When Parmenides says “what is not” cannot become “what is”, he’s putting “what is not” and “what is” in a single category that we might call “things that are or are not”. That leads him, rather reasonably, to point out that “are not” things can’t become “are” things. It’s reasonable to rule that out, because a transition from an “are not” thing to an “are” thing would be something like spontaneous generation. Putting aside what may happen in the realm of quantum physics, when sub-atomic stuff is sometimes said to instantly pop into existence, the idea that “Something can come from nothing” is implausible even today. Parmenides made use of that implausibility in the 5th century BCE when he argued that what isn’t real can’t change into what’s real, so changes never happen at all.

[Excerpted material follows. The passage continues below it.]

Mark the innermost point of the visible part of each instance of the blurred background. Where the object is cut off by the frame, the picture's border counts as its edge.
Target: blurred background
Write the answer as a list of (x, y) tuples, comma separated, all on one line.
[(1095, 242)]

What Parmenides should have kept in mind is that things that “are not” aren’t really things at all — they’re literally nothing — so they can’t change into something. Change doesn’t involve nothing turning into something. Change occurs when one thing that exists (a fresh piece of bread or an arrangement of atoms) becomes something else that exists (a stale piece of bread or a different arrangement of atoms). Real stuff gets rearranged, and we perceive that as something coming into existence or going out of it, i.e. changing.

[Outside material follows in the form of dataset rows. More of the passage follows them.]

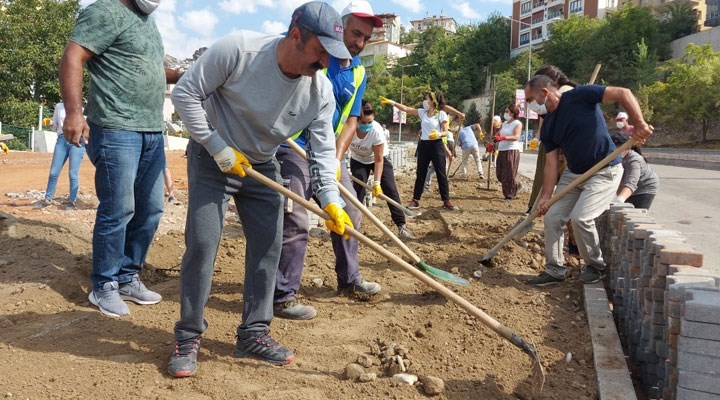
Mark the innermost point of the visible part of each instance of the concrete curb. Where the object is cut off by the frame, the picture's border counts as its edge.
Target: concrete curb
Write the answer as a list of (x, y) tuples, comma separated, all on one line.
[(613, 375)]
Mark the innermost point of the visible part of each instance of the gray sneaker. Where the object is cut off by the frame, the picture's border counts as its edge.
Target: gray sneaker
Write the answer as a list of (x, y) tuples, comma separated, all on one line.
[(108, 300), (361, 288), (136, 292), (404, 233), (183, 361)]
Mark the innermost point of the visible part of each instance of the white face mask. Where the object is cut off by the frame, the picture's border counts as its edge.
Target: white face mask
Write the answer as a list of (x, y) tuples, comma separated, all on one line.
[(537, 108), (146, 6)]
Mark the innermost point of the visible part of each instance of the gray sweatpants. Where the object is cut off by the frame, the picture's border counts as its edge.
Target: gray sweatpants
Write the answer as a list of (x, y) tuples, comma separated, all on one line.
[(260, 212), (580, 206)]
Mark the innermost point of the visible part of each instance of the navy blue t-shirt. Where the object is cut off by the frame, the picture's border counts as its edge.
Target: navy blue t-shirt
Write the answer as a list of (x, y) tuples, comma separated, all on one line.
[(578, 128)]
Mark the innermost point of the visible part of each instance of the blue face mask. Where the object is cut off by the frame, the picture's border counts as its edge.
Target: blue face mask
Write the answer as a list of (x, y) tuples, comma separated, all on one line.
[(365, 128)]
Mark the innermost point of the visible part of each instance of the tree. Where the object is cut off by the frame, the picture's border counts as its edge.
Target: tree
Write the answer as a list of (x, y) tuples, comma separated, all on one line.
[(614, 43), (570, 44), (34, 34), (690, 92)]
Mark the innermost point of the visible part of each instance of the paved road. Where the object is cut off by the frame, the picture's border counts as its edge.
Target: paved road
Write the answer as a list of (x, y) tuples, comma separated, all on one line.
[(688, 201)]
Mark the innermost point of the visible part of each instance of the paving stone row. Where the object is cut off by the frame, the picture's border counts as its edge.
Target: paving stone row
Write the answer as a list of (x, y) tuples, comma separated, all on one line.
[(665, 304)]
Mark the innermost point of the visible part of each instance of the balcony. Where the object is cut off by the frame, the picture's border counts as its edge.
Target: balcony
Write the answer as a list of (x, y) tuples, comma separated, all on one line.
[(539, 4)]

So I think Parmenides was guilty of a kind of reification or treating the unreal as real. He puts what doesn’t exist into a realm that’s different from the realm of things that do exist, but right next door to it. Those two realms aren’t next door to each other, however. They’re in totally different neighborhoods, one that’s real and one that’s imaginary. It’s impossible and unnecessary to travel from one realm to the other.

By the way, the gist of the Times Literary Supplement article is that Parmenides “insisted that we must follow the rigours of an argument, no matter how surprising the conclusion – setting in motion the entire scientific world view”. Maybe so. I was more interested in his strange idea that change never happens.